Commentary by Cheryl Dissanayake
Parents are critical in early childhood development, and partnering with them in the delivery of intervention needs to be a core component of any early intervention programme for children with autism spectrum disorders. Few would argue otherwise, especially as interventions are increasingly begun earlier in development given the trend towards reduced ages of diagnoses. Indeed, parents are likely to be one of the ‘essential active ingredients’ in a successful intervention programme for children with autism spectrum disorders. In addition to providing consistency for their young child in the home and across different settings, empowering parents to engage with their child in a meaningful way has the added benefit of increasing their sense of efficacy.
However, the question of parent-delivered interventions, without the support of direct delivery to the child by an expert therapist(s), is another question. In its review of parent-mediated interventions, the Cochrane Review has found increases in parental synchrony (while interacting with their child) as one of the main outcomes, which may well be associated with the reported increase in child's language skills and reduced autism spectrum disorders' severity post-intervention. Few other gains in child outcomes (e.g. IQ) are found, particularly when these outcomes are assessed independently of the parents. Indeed, it is of interest that the smallest effect sizes are evident when child outcomes are assessed independently. Parents, on the other hand, report benefits for their child, with large effect sizes, although they do not report reductions in their own levels of stress. Self-reporting is, of course, hampered by possible bias. Nonetheless, there is evidence here that parent-delivered interventions do confer benefits for the child.
One wonders, however, if the amount of benefit is underestimated by our reliance on blunt tools, the majority of which are standardized, used to measure outcomes in cognition and behaviour. It is of interest that one of the strongest findings in the review is based on a fine-grained observational measure of parent–child synchrony. The authors too raise this point regarding accurate and sensitive measurement of outcomes that is not hampered by reporting bias or by instruments that are not sensitive to change.

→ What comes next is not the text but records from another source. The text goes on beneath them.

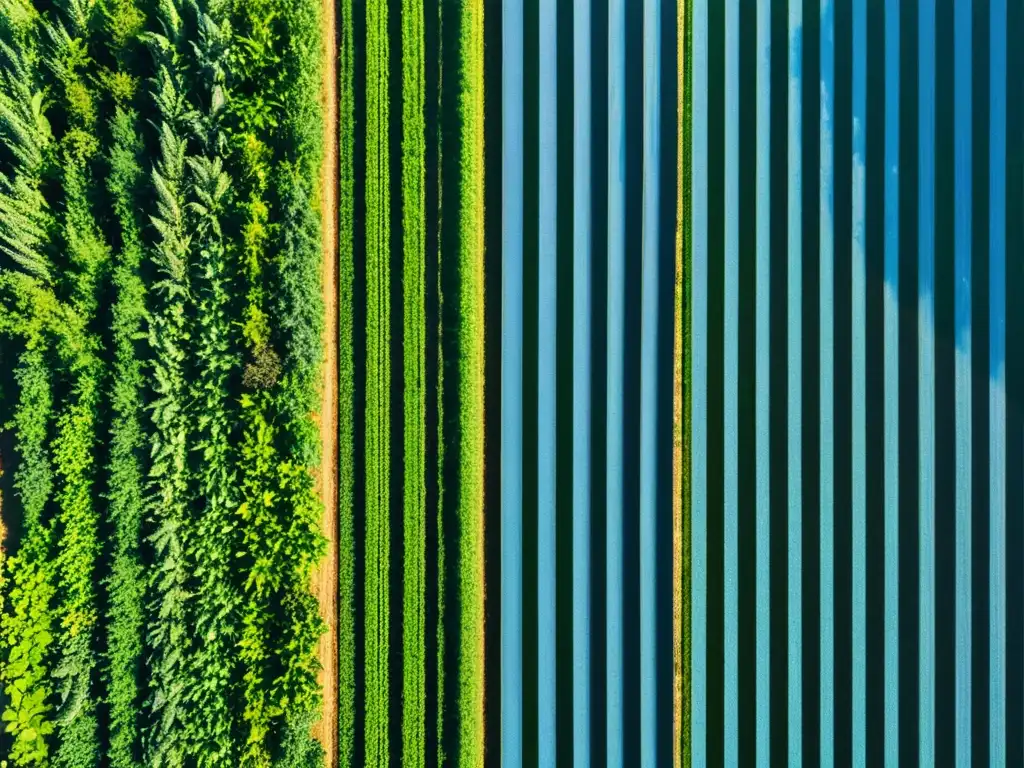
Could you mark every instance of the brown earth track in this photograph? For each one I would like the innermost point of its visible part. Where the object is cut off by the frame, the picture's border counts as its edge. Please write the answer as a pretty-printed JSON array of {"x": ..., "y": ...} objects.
[{"x": 326, "y": 577}]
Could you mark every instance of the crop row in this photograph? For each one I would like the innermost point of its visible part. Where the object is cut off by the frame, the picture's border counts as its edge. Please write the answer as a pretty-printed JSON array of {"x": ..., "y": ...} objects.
[
  {"x": 160, "y": 302},
  {"x": 431, "y": 259}
]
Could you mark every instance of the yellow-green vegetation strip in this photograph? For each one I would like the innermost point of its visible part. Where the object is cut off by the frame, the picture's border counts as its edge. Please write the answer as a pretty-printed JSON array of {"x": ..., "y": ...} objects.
[
  {"x": 346, "y": 390},
  {"x": 378, "y": 388},
  {"x": 471, "y": 402},
  {"x": 415, "y": 365}
]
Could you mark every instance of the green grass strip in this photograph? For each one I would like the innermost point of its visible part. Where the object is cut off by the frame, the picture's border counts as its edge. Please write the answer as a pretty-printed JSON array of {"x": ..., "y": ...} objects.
[
  {"x": 415, "y": 365},
  {"x": 346, "y": 390},
  {"x": 378, "y": 389},
  {"x": 686, "y": 20},
  {"x": 471, "y": 376}
]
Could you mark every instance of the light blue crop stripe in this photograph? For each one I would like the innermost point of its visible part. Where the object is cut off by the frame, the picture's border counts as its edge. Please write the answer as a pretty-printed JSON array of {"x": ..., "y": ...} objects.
[
  {"x": 997, "y": 385},
  {"x": 616, "y": 367},
  {"x": 826, "y": 712},
  {"x": 762, "y": 376},
  {"x": 546, "y": 417},
  {"x": 891, "y": 415},
  {"x": 858, "y": 322},
  {"x": 650, "y": 676},
  {"x": 731, "y": 383},
  {"x": 581, "y": 383},
  {"x": 511, "y": 398},
  {"x": 962, "y": 318},
  {"x": 926, "y": 376},
  {"x": 698, "y": 402},
  {"x": 795, "y": 385}
]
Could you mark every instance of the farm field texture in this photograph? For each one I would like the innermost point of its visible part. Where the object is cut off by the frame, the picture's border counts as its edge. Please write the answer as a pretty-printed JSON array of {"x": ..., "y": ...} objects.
[
  {"x": 161, "y": 323},
  {"x": 333, "y": 413}
]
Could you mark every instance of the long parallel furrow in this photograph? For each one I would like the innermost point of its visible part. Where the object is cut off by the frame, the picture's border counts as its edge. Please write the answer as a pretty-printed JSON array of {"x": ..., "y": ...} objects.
[
  {"x": 378, "y": 389},
  {"x": 415, "y": 363},
  {"x": 471, "y": 400}
]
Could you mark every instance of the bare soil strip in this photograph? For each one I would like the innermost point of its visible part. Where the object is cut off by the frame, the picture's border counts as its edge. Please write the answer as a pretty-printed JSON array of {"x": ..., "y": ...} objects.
[{"x": 326, "y": 578}]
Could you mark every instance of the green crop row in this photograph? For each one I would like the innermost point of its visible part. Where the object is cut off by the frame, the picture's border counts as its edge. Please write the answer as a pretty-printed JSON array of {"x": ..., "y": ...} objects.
[
  {"x": 471, "y": 377},
  {"x": 346, "y": 390},
  {"x": 415, "y": 364},
  {"x": 378, "y": 364}
]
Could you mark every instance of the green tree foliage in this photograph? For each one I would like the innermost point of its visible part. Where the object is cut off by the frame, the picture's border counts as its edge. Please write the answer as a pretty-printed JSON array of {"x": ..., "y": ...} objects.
[
  {"x": 160, "y": 292},
  {"x": 169, "y": 333},
  {"x": 28, "y": 626},
  {"x": 125, "y": 584}
]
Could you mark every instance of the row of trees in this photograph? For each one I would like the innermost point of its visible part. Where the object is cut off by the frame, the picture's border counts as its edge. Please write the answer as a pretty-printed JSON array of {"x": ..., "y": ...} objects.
[{"x": 160, "y": 303}]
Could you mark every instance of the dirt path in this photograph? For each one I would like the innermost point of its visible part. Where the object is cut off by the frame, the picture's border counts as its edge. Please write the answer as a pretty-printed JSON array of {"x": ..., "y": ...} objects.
[{"x": 326, "y": 578}]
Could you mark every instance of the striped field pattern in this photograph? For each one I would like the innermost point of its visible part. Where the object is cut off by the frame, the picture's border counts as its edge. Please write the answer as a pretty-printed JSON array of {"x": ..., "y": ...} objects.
[{"x": 708, "y": 441}]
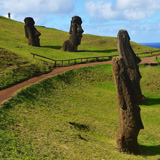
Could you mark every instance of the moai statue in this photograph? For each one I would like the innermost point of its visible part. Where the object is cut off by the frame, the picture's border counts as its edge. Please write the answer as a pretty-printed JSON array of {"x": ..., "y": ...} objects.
[
  {"x": 125, "y": 50},
  {"x": 125, "y": 76},
  {"x": 9, "y": 15},
  {"x": 31, "y": 32},
  {"x": 75, "y": 35}
]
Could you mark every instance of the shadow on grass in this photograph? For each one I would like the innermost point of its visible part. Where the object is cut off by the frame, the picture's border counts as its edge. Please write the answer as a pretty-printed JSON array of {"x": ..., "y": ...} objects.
[
  {"x": 149, "y": 150},
  {"x": 52, "y": 47},
  {"x": 152, "y": 101},
  {"x": 100, "y": 51}
]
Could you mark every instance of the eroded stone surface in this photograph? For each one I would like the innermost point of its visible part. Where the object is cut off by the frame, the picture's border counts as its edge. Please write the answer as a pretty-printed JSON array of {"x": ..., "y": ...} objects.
[
  {"x": 31, "y": 32},
  {"x": 127, "y": 79},
  {"x": 75, "y": 35}
]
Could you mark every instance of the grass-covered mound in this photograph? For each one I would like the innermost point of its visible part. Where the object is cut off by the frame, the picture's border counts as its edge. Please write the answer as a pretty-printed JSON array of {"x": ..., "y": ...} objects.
[
  {"x": 14, "y": 68},
  {"x": 75, "y": 116},
  {"x": 14, "y": 42}
]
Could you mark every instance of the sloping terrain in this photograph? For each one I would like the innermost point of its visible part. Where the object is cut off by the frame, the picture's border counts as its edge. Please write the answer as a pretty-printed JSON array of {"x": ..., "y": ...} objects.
[{"x": 19, "y": 64}]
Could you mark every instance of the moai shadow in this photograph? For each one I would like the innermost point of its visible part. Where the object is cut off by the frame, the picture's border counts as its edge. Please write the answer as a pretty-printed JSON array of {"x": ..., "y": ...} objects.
[
  {"x": 31, "y": 32},
  {"x": 75, "y": 35},
  {"x": 127, "y": 79}
]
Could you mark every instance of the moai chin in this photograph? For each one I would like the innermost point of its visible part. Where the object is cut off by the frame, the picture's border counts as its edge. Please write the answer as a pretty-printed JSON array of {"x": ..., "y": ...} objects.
[
  {"x": 75, "y": 35},
  {"x": 31, "y": 32},
  {"x": 126, "y": 75}
]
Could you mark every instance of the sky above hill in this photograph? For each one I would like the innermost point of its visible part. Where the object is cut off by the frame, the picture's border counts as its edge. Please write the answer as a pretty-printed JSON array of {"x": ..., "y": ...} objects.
[{"x": 141, "y": 18}]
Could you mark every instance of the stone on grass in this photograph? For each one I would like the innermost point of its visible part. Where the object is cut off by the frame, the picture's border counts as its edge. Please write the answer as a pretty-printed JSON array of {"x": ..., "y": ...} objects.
[
  {"x": 75, "y": 35},
  {"x": 31, "y": 32}
]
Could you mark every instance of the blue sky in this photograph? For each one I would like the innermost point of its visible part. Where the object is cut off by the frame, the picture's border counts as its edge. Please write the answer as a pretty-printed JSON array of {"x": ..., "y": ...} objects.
[{"x": 141, "y": 18}]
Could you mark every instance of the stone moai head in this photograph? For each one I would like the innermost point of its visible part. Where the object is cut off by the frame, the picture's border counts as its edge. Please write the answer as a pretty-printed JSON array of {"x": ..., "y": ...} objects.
[
  {"x": 76, "y": 30},
  {"x": 131, "y": 61},
  {"x": 75, "y": 35},
  {"x": 127, "y": 80},
  {"x": 125, "y": 49},
  {"x": 31, "y": 32}
]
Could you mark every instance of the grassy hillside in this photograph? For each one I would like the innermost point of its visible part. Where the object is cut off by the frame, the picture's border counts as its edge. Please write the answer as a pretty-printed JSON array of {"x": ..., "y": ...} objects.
[
  {"x": 13, "y": 39},
  {"x": 17, "y": 64},
  {"x": 74, "y": 116}
]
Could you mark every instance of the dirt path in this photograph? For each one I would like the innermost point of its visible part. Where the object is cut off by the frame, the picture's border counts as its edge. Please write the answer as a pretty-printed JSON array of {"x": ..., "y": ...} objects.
[{"x": 6, "y": 94}]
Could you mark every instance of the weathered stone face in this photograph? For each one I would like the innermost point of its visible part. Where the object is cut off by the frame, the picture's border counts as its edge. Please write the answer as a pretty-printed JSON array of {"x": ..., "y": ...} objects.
[
  {"x": 75, "y": 35},
  {"x": 127, "y": 80},
  {"x": 31, "y": 32},
  {"x": 131, "y": 60}
]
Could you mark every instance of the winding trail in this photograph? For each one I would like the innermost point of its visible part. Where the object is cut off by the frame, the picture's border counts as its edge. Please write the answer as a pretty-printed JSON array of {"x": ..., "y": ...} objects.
[{"x": 8, "y": 93}]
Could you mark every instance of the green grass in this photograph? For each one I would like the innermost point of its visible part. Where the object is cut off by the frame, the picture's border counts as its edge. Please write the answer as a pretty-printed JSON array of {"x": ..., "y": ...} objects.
[
  {"x": 74, "y": 115},
  {"x": 15, "y": 45}
]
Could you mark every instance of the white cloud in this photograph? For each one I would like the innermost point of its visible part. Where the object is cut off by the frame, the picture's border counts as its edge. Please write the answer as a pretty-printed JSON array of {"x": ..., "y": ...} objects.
[
  {"x": 122, "y": 9},
  {"x": 36, "y": 6}
]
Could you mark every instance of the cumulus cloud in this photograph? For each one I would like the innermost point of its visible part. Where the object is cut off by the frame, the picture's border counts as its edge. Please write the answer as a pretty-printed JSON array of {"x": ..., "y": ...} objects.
[
  {"x": 36, "y": 6},
  {"x": 122, "y": 9}
]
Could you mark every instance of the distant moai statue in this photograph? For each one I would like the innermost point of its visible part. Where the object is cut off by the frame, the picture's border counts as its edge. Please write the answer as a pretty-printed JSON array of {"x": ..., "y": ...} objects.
[
  {"x": 126, "y": 75},
  {"x": 31, "y": 32},
  {"x": 9, "y": 15},
  {"x": 75, "y": 35}
]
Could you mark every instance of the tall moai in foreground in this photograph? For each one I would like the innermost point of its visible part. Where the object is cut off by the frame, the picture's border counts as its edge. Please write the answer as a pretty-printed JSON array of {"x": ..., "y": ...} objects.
[
  {"x": 75, "y": 37},
  {"x": 31, "y": 32},
  {"x": 127, "y": 80}
]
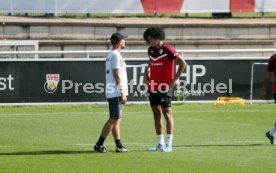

Another issue is ascertainment of any dilution of effect. The parents are trained by the ‘expert’ therapist, and then administer the intervention to their child. It remains an empirical question whether the parental report of changes is stronger than changes in the children themselves (as measured independently) precisely because of the distance between the ‘expert’ and the target of this expertise: the child. Intermingled here is the issue of fidelity in the delivery of the intervention, another issue not able to be addressed in the review. However, each of these issues deserves attention in their own right. Studies are needed to disentangle these variables of ‘distance’ and ‘fidelity’ so that we may build a strong evidence base about how best to deliver efficacious interventions for young children with autism spectrum disorders.